Um dos primeiros efeitos da elevação da taxa de exploração em um setor é a realimentação do processo de reinversão, não só pela aplicação dos fundos gerados internamente, como também em função da facilidade de obtenção de novos créditos, decorrentes do aumento da imobilização das empresas. Vejamos como isto pode ocorrer. Consideremos, inicialmente, uma elevação do nível de preços que pode decorrer da elevação do próprio custo das matérias-primas importadas ou nacionais. Em tal situação, dado um certo valor dos meios de pagamento, e uma certa velocidade de circulação, se este valor e esta velocidade não aumentarem, uma parte da produção deixa de circular. Mas na verdade esta última hipótese não ocorre, pois os estoques inflados das empresas justificam uma elevação, por parte do sistema bancário, de seus empréstimos ao setor privado, o que gera um problema de liquidez no próprio sistema dos bancos comerciais e o conseqüente afrouxamento do crédito, por parte do Banco Central.6 6 Uma análise mais detalhada deste ponto pode ser encontrada em Rangel, Inácio. A inflação brasileira. São Paulo, Brasiliense, 1978. Da mesma forma, na media em que ocorre uma pressão no mercado monetário, a velocidade de circulação da moeda é aumentada pela elevação da taxa de juros, e surgem substitutos do dinheiro, ou quase-dinheiro, que contribuem para aumentar a liquidez do sistema.7 7 Minsky, H. John Maynard Keynes. Columbia University Press, cap. 4. Conseqüência disto foi o fato de que o Governo, ao tentar reduzir a taxa de crescimento dos meios de pagamentos em 1974, foi frustrado pela elevação do crédito privado.8 8 Cf. Conjuntura Econômica, dez. 1975.
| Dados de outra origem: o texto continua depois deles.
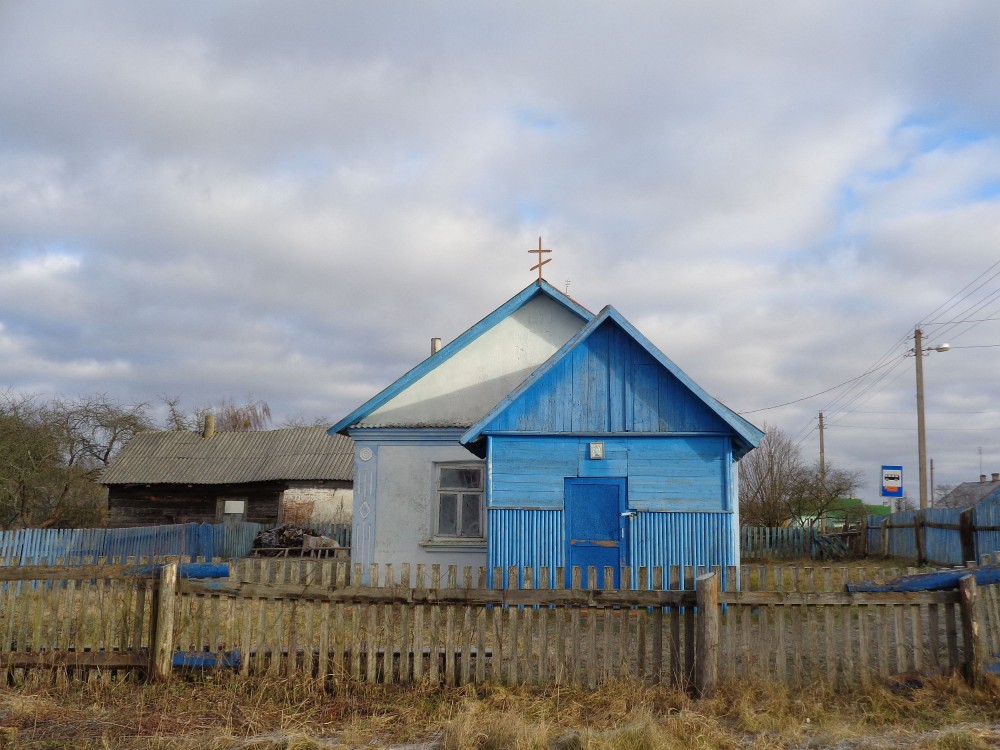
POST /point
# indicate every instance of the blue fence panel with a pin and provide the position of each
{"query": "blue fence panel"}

Assim, o período caracterizou-se por uma euforia de novos investimentos, principalmente nos setores de maior rentabilidade do sistema (bens de consumo duráveis). No início de 1974, os empresários propunham ampliar sua capacidade produtiva em 30%. Tais decisões tiveram reflexos sobre o balanço de pagamentos, por meio da taxa de aumento real das importações de alguns itens: ferro e aço, 131,2%; cobre, 43,9%; alumínio, 76,7%; equipamentos elétricos, 33,4%; equipamentos de transporte, 49,7%. Parte dessas importações tiveram inclusive uma motivação especulativa, tendo em vista o volume de recursos disponíveis e as expectativas de preços crescentes.

A mencionada euforia de investimentos sem dúvida leva a uma atitude que não se restringe aos ativos de capital. A especulação torna-se mais intensa no mercado financeiro, mesmo porque este é o terreno mais fértil para o seu desenvolvimento. Não devemos, no entanto, nos espantar com isto, pois a diversificação dos haveres financeiros e o surgimento de novas instituições e instrumentos de crédito ocorrem normalmente em um processo de acumulação capitalista, como já observou Hyman Minsky.9 9 Id. ibid. cap. 6. No caso brasileiro, no entanto, este processo tendeu para um exagero em função das próprias condições institucionais, que fortaleceram sobremodo o processo especulativo, com todas as suas conseqüências em termos de predisposição da economia para a crise e a inflação. Consideremos tal processo.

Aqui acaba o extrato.